Transmeta's patent simplifies maintaining state when instructions have been reordered. The state at the instruction that caused the fault must be determined even if instructions following it have already been executed. Transmeta achieves this by using working integer registers (and uncomitted memory stores), which may or may not be comitted to the x86 registers (and memory) depending on whether or not an exception occured. Comitting occurs on integral instruction boundaries which I take to mean boundaries the state of the native instructions and the host instructions happen to coincide. Comitting appears to be the equivalent of a zero-cycle instruction. Should an exception occur, the state at the last commit is restored and the target instructions are translated and re-executed in order to recreate a correct state when the exception reoccurs. The patent's prefered embodiment uses 64 working integer registers and 32 working floating point registers.
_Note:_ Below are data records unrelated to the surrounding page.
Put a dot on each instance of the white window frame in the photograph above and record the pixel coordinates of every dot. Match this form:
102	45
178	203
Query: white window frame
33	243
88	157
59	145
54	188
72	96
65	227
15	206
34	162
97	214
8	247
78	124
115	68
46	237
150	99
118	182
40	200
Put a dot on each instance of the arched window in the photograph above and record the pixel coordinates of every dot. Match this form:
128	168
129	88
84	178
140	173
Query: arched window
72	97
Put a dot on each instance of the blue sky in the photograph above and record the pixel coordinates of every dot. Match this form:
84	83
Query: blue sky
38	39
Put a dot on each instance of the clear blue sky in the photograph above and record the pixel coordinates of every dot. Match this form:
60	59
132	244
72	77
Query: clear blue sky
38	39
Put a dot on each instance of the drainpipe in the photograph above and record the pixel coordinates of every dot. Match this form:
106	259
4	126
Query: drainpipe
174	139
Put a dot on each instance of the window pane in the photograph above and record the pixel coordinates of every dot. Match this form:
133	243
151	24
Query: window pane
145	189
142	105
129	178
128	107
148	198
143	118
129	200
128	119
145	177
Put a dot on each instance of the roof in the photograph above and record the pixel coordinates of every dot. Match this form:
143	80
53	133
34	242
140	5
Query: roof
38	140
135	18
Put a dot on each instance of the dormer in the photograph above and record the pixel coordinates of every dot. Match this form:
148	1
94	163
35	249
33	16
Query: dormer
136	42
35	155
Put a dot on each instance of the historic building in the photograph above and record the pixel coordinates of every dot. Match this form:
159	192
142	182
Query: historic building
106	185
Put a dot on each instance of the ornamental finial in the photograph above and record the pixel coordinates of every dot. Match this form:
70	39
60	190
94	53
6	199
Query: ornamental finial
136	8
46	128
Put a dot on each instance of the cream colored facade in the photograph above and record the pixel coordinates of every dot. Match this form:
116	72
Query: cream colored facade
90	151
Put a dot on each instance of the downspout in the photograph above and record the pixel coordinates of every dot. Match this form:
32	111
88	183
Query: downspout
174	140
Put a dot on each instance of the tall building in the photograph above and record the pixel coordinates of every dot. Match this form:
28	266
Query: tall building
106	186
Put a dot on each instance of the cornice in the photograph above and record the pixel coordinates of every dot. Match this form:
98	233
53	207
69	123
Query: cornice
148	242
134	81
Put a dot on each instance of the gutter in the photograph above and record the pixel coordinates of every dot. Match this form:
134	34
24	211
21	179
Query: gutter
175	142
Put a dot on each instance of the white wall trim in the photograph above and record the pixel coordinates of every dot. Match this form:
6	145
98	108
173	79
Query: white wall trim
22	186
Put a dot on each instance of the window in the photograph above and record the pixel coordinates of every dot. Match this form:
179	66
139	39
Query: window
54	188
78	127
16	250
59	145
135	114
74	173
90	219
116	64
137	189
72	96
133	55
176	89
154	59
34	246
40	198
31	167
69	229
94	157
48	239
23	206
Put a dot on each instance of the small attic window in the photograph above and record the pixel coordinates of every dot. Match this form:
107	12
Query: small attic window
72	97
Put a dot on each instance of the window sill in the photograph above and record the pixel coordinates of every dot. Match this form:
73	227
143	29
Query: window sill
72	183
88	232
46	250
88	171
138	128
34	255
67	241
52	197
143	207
The patent describes hardware assist for memory mapped I/O (MMIO) regions. Instructions accessing these regions may not be reordered since the behaviour of one I/O location may depend on the contents of another (say a index,value pair of MMIO registers). An optmization strategy traditional emulators cannot use is to reorder memory accesses which is only safe if accessing main memory: recall that in C, volatile is used to give the compiler more chances to optimize, but volatile does not exist in machine code. Transmeta's native instruction set includes memory accesses that will cause an exception if an address refers to a MMIO region (achieved by adding a MMIO bit to the TLB which states whether or not a memory region is MMIO). Thus the Morphing software can aggressively optmize all target instructions assuming non MMIO, but recover where the assumption fails, and retranslate the code appropriately. A similar process allows target variables to be kept in registers instead of memory.
The patent claims a preferred embodiment of the native instruction set is VLIW because VLIW instruction sets are easy to parse and allow one to specify what each of the execution units is doing at any cycle. A cache of translated instructions is kept either on chip or in main memory. The die includes only one CPU which translates and executes the translated code. No performance gain would be achieved by having a second processor to do the translation since Transmeta's studies indicate that "the translation for a target instruction (once completely translated) will be found in the translation buffer all but once for each one million or so executions of the translation". In the case of code that often generates exceptions, both the reordered and the in-order translation may be cached. The prefered embodiment uses a 2 Meg cache.
The patent describes hardware assist to detect self-modifying code due to a CPU-writes or DMA writes to areas of code with cached translations. A write-protection bit is added to the TLB to specify that the translation code will go stale if the TLB entry's page is written to. Writing to a write-protected page causes an exception, just like the read-only bit of the x86's page table.
The patent finishes with an example showing a while loop of 10 x86 instructions being translated into native instructions. Every X86 EIP update and every general protection fault check is expressed as an explicit instruction. In general this translation increases instruction count six fold. Further optmization however reduces this down to two-fold, with the equivalent of only 2 core instructions being in the loop. Recall that 6 instructions can be packed into one VLIW instruction. The general optimization technique is: be optimistic and fix it if it turns out the assumptions were wrong.